Programa de Assistência Integral à Saúde da Mulher (PAISM)

Programa de Assistência Integral à Saúde da Mulher (PAISM)
ENFERMAGEM
Diante da representatividade dos problemas relacionados á saúde da mulher no Brasil, tais como mortalidade materna, aborto, gravidez indesejada e doenças sexualmente transmissíveis (DST), o Ministério da Saúde decide lançar, em 1983, o Programa de Assistência Integral à Saúde da Mulher (PAISM).

O PAISM enquanto política de saúde surge como resposta aos problemas de saúde e às necessidades da população feminina (MATTOS, 2001). Representou a primeira iniciativa do Ministério da Saúde de incluir o planejamento familiar nas ações de atenção à saúde da mulher.

Nas diretrizes do PAISM, no tocante ao planejamento familiar, é possível identificar os seguintes destaques (BRASIL, 1984):
-Oportunidade de acesso às informações.
-Abandono de qualquer espécie de ação coercitiva.
-Relação constante e integral com o sistema único de saúde (SUS).

O PAISM rompeu com a lógica do exagerado intervencionismo sobre o corpo da mulher, considerando-as sujeitos de transformação de suas realidades, com direitos e deveres. Nesse sentido, destaca o caráter de autonomia, condizente com os ideais feministas, que defendiam o lema “nosso corpo nos pertence” (ÁVILA e CORREIA, 1989).

Na política do PAISM, o planejamento familiar ganha destaque nas questões referentes à acessibilidade da população aos meios reversíveis de contracepção. Foi disponibilizado grande número de métodos contraceptivos e desenvolvida, a nível nacional, a capacitação de profissionais de saúde para promover assistência qualificada durante o planejamento familiar. Essas ações obtiveram impacto inicial, mas não se verificou continuidade e resultados significativos na acessibilidade da população a métodos conceptivos e contraceptivos nas décadas seguintes (COSTA, 1999).

Uma das principais razões atribuídas à desaceleração das ações do PAISM residiu na interrupção, em 1997, do fornecimento de métodos e insumos pelo Governo Federal. Quando o ministério descentralizou o PAISM, atribuindo aos estados e municípios a compra e distribuição de métodos conceptivos e contraceptivos ocorreram expressiva queda na oferta de métodos contraceptivos à população (BRASIL, 2005).

Em 2000 o Ministério da Saúde retomou a compra de métodos contraceptivos. Essa estratégia representou aumento da distribuição de métodos e insumos para as secretarias estaduais de saúde. Em nível municipal, todavia, foram identificadas condições inadequadas de armazenamento, assim como distribuição irregular.
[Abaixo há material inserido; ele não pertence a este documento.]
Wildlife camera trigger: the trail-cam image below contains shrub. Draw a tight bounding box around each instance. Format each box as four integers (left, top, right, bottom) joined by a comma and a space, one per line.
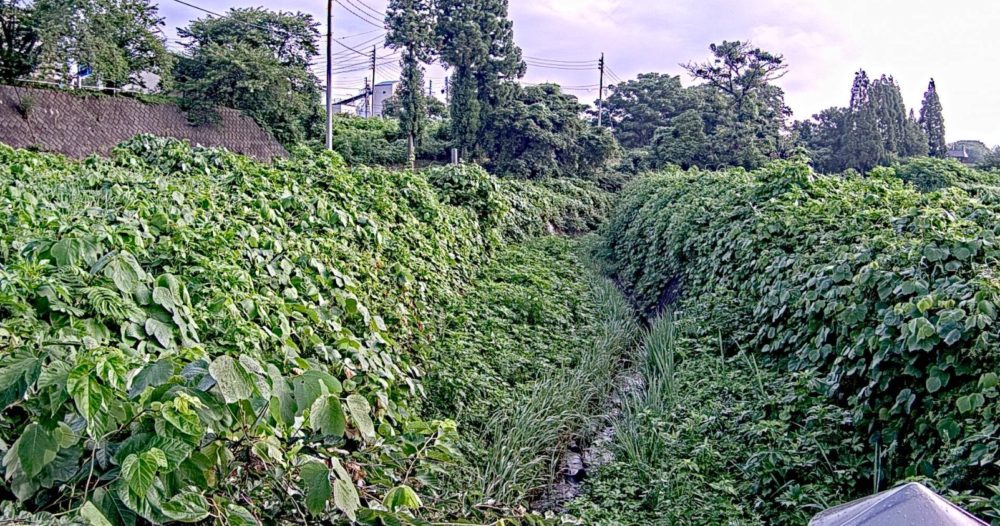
602, 162, 1000, 524
0, 137, 604, 524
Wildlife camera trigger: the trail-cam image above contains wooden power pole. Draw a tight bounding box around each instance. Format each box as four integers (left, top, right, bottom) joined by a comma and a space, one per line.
326, 0, 333, 150
591, 53, 604, 128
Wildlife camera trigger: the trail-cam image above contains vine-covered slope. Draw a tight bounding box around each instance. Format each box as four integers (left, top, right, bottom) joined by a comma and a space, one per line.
602, 161, 1000, 523
0, 137, 605, 524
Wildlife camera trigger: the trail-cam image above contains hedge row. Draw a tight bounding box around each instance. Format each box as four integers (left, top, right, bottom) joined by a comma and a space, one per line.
601, 161, 1000, 513
0, 137, 608, 524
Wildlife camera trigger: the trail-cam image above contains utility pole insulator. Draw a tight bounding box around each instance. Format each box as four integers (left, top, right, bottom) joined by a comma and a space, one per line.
326, 0, 333, 150
597, 53, 604, 128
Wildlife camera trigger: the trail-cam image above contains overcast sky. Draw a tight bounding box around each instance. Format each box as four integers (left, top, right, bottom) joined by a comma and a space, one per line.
160, 0, 1000, 146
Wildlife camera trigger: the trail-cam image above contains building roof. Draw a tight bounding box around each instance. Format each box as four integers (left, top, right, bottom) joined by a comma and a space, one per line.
809, 482, 986, 526
948, 146, 969, 159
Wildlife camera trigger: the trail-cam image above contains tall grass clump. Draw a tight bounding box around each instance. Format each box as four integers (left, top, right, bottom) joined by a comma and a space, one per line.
612, 311, 677, 479
478, 279, 639, 506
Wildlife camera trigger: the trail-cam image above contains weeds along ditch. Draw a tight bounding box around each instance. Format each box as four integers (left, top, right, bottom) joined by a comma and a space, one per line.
425, 237, 638, 521
574, 159, 1000, 525
0, 137, 610, 526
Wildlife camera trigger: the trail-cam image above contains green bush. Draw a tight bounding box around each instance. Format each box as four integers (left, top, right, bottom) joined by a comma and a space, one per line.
0, 137, 608, 525
894, 157, 1000, 192
426, 164, 507, 226
601, 163, 1000, 523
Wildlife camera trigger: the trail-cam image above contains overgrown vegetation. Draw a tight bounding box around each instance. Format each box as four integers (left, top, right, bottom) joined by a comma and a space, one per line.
602, 160, 1000, 524
0, 137, 608, 524
425, 237, 637, 520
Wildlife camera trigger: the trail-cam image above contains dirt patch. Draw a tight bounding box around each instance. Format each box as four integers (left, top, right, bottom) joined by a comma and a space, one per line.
531, 370, 645, 513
Diante disso, a aquisição de métodos pelo governo federal foi novamente interrompida.

Em 2001, uma comissão formada por representantes das secretarias estaduais, municipais e do Governo Federal decidiu ampliar a distribuição de métodos anticoncepcionais.
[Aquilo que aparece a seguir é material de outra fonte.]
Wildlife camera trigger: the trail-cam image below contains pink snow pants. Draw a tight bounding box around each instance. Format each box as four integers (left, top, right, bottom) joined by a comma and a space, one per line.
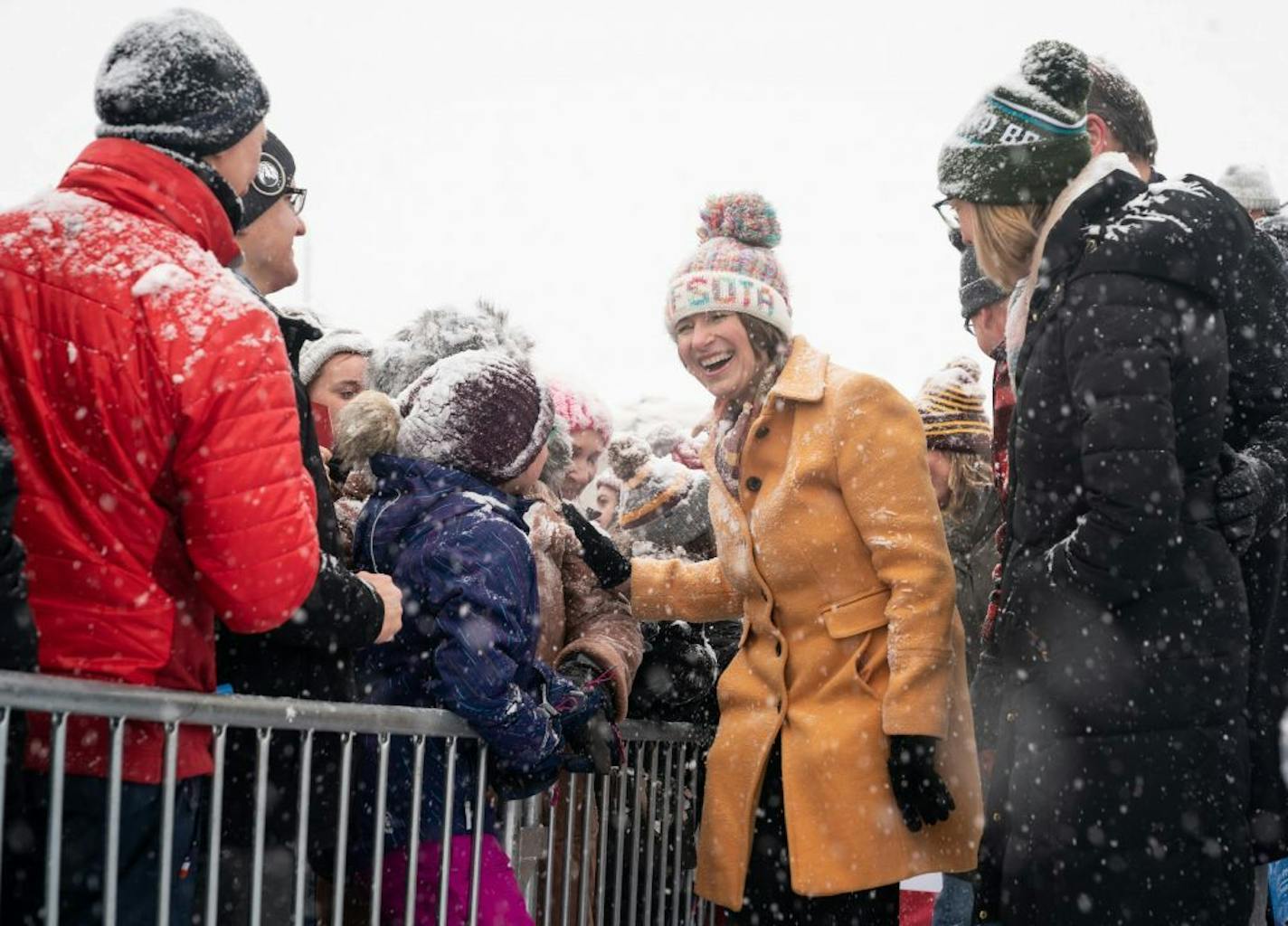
380, 836, 532, 926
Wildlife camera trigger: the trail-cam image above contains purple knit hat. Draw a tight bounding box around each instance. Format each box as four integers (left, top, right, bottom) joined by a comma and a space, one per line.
666, 194, 792, 337
397, 350, 554, 484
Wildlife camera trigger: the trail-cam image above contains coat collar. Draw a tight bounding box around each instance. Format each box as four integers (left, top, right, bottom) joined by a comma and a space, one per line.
769, 335, 829, 402
58, 137, 241, 267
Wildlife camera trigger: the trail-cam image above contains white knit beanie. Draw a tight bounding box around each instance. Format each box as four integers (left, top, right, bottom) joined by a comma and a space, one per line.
1217, 164, 1279, 213
300, 328, 373, 385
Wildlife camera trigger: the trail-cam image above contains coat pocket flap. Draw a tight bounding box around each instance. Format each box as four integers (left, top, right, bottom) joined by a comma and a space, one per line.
822, 589, 890, 640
A aquisição de métodos reversíveis voltou a ser atribuição do ministério da Saúde, sendo que os municípios a serem beneficiados deveriam obedecer a, pelo menos, um dos seguintes requisitos (BRASIL, 2005):
- Possuir, no mínimo, uma equipe do programa de Saúde da Família Habilitada; ou
- Estar com o termo de adesão ao Programa de Humanização Pré-natal e Nascimento aprovado; ou
- Contar com pelo menos uma equipe do Programa de Interiorização do trabalho em saúde.

Os municípios beneficiados recebem os métodos contraceptivos sob duas formas: o kit básico ou o kit complementar. O kit básico é composto por pílula combinada de baixa dosagem, pílula exclusiva de progestágeno e preservativo masculino. O kit complementar comporta o dispositivo intrauterino (DIU) e o anticoncepcional injetável trimestral (BRASIL, 2005).

O critério de elegibilidade para fornecimento do kit complementar reside no fato de o município possuir população igual ou superior a 50.000 habitantes, ou quando os médicos forem capacitados para inserir o DIU (BRASIL, 2005).

Diante disso, é importante ressaltar a necessidade de que, cada vez mais, profissionais de saúde se qualifiquem na assistência ao planejamento familiar, a fim de assegurar o acesso da população a todos os métodos contraceptivos disponíveis.

Essa estratégia tem possibilitado acesso a maior quantidade de métodos contraceptivos. Verifica-se que, a cada ano, tem aumentado o número de métodos distribuídos aos municípios.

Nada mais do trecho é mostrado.